4:43 Now for game over it's similar
4:48 so I'm going to copy the set state method
4:50 but instead of a won message we're
4:53 going to show the lost message.
4:56 Ouch, Monkey's locked away.
4:59 Here we have to also update the mask
5:02 because when a user loses, only
5:04 part of the movie will be shown
5:07 in the mask diff and at this point we want to
5:10 reveal to the user what the winning word was.
5:14 So here we're going to display the private movie array.
5:26 For bad guesses we don't have to do anything here
5:29 because the final imprisoned monkey
5:32 image is already showing, and the button
5:36 is the same, we're going to show
5:38 the new game button, but instead of
5:40 play again as the user didn't win
5:44 I'm going to make that try again.
5:48 Maybe that will trigger the user to keep playing.
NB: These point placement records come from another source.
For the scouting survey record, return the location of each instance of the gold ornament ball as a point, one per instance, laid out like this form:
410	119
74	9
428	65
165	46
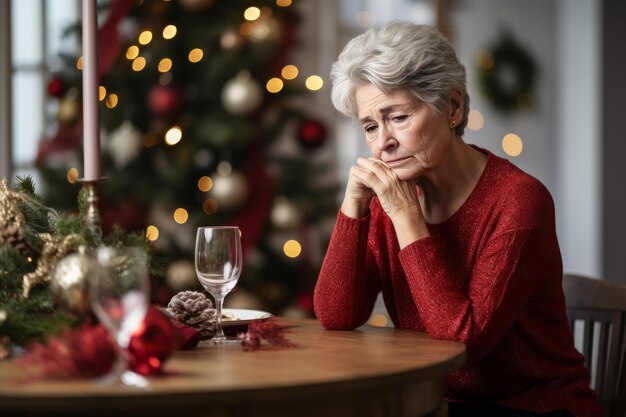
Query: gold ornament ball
230	191
181	276
242	95
69	286
231	41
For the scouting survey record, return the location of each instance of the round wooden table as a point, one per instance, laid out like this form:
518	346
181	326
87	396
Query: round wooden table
366	372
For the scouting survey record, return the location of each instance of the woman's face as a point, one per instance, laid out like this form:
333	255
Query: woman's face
403	131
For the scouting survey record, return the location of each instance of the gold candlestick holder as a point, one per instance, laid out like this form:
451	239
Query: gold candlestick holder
93	221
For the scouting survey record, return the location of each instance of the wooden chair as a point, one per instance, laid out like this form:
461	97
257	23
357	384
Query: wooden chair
601	307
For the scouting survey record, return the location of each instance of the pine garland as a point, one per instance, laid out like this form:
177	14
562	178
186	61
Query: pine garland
25	319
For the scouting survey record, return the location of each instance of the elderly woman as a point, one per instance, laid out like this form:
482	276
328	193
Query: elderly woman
461	243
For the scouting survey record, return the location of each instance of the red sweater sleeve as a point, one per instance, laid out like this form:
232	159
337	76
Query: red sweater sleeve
348	282
480	315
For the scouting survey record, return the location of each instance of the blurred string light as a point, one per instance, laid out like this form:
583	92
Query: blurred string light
292	248
169	31
224	168
102	93
274	85
173	135
378	320
165	65
209	206
139	63
145	37
252	13
111	100
152	233
181	215
72	175
195	55
205	184
512	144
132	52
475	120
289	72
314	82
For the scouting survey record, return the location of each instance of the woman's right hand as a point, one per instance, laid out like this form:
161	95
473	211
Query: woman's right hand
358	195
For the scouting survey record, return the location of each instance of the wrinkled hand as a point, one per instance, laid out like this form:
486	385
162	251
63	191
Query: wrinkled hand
373	177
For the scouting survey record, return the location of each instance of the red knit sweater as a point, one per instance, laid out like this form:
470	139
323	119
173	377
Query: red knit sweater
490	277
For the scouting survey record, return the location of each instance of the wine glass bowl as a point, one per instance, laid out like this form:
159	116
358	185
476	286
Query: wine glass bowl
119	294
218	261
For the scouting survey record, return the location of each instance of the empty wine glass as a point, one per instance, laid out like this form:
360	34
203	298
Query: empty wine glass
119	295
218	265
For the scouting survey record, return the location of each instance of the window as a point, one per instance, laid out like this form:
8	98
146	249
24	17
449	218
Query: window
37	38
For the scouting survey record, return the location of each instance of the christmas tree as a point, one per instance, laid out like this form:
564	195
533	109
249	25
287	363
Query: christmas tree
194	96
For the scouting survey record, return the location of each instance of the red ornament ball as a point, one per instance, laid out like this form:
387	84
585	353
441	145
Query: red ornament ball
153	344
57	87
165	101
311	134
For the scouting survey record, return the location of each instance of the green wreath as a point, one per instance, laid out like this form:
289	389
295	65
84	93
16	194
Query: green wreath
507	76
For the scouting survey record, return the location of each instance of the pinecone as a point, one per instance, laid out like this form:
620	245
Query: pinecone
193	309
13	236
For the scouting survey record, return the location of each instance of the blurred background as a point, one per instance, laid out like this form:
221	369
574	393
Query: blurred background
218	112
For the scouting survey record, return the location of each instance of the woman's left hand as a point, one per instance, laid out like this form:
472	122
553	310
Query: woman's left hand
399	199
395	195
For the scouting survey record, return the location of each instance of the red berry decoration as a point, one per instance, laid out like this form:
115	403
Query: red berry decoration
311	134
165	102
57	87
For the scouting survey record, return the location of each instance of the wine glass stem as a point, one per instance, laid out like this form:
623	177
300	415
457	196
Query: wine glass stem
219	331
121	362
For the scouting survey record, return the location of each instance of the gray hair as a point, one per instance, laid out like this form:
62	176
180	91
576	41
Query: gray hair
403	55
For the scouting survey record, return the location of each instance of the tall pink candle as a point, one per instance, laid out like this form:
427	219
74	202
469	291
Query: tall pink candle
91	117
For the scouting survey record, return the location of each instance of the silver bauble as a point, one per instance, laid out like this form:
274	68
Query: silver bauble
285	214
242	95
230	191
181	276
69	283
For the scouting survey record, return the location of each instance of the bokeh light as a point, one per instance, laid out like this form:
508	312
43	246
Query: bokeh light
205	184
274	85
165	65
102	92
139	63
292	248
152	233
252	13
181	215
169	31
195	55
132	52
173	135
145	37
111	101
289	72
512	144
314	82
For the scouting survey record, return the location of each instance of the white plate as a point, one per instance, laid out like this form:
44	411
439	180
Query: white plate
243	316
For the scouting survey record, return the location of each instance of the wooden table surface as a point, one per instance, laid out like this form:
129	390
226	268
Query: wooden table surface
370	371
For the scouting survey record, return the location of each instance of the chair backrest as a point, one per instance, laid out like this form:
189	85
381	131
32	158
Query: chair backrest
597	314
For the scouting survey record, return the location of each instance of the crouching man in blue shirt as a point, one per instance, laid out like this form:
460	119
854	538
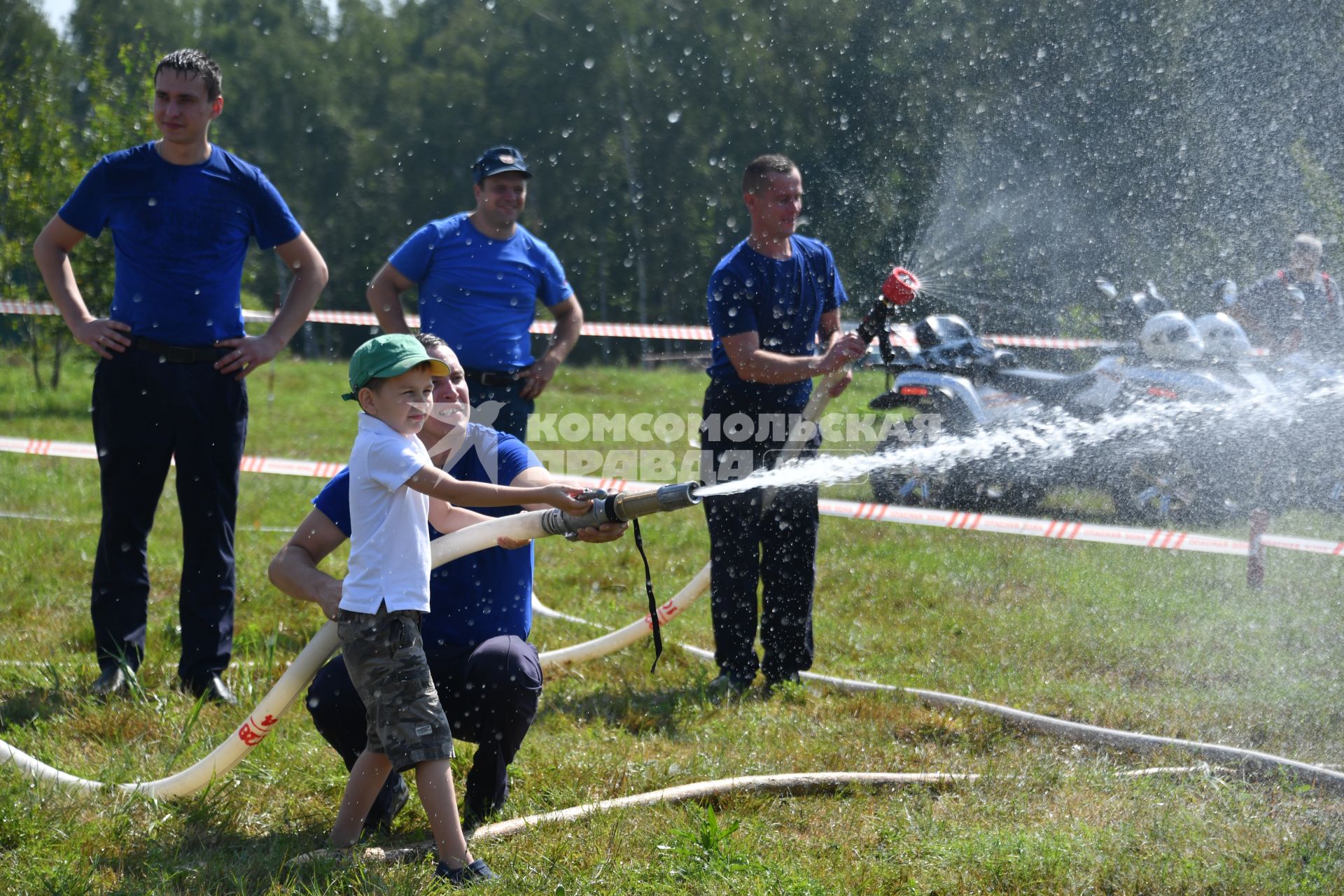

5:51 I don't know, but it's nice to
5:53 set a different text on that button.
6:04 Let's put some returns in to prevent
6:05 a fall through from game won to game over.
6:09 Of course you could also write if else if.
6:14 And that should be all, let's see
6:16 how the application now behaves.
6:20 First let's do a loss, so I'm pretty bad at guessing.
6:25 Wow, I hit five and it's game over.
6:28 The text updated to ouch, monkey's locked away.
6:32 The movie has been revealed because
6:36 it's nice to show a losing game
6:38 what the actual movie was, and there's
6:41 a new button which when clicked
6:44 should reset the game, awesome.
6:49 Monty Python, that's funny.
6:54 So I'm just randomly clicking.
6:57 This is a pretty long one to demo
6:59 in so I'm going to fail again.
7:04 This one seems easier.
7:09 Let's make a mistake.
7:13 R. And an S, and that's the winning image
7:23 which had this sub-string, and we have
7:28 the same button to reset the game
7:30 but now it says play again, and of course
7:32 the header now says congrats, you freed the monkey.
7:35 That's nice that we have a different picture.
7:38 A complete game using React and it's
7:42 not that much of code, actually.
7:44 The whole app.js is just 127 lines
7:48 and nearly 20 of that are constants and setup.
7:52 Of course all of this code is in the demo
7:54 Free Monkey folder if you want to play with it.
7:57 This wraps up the lessons of today and tomorrow
8:02 you're going to practice what you learned.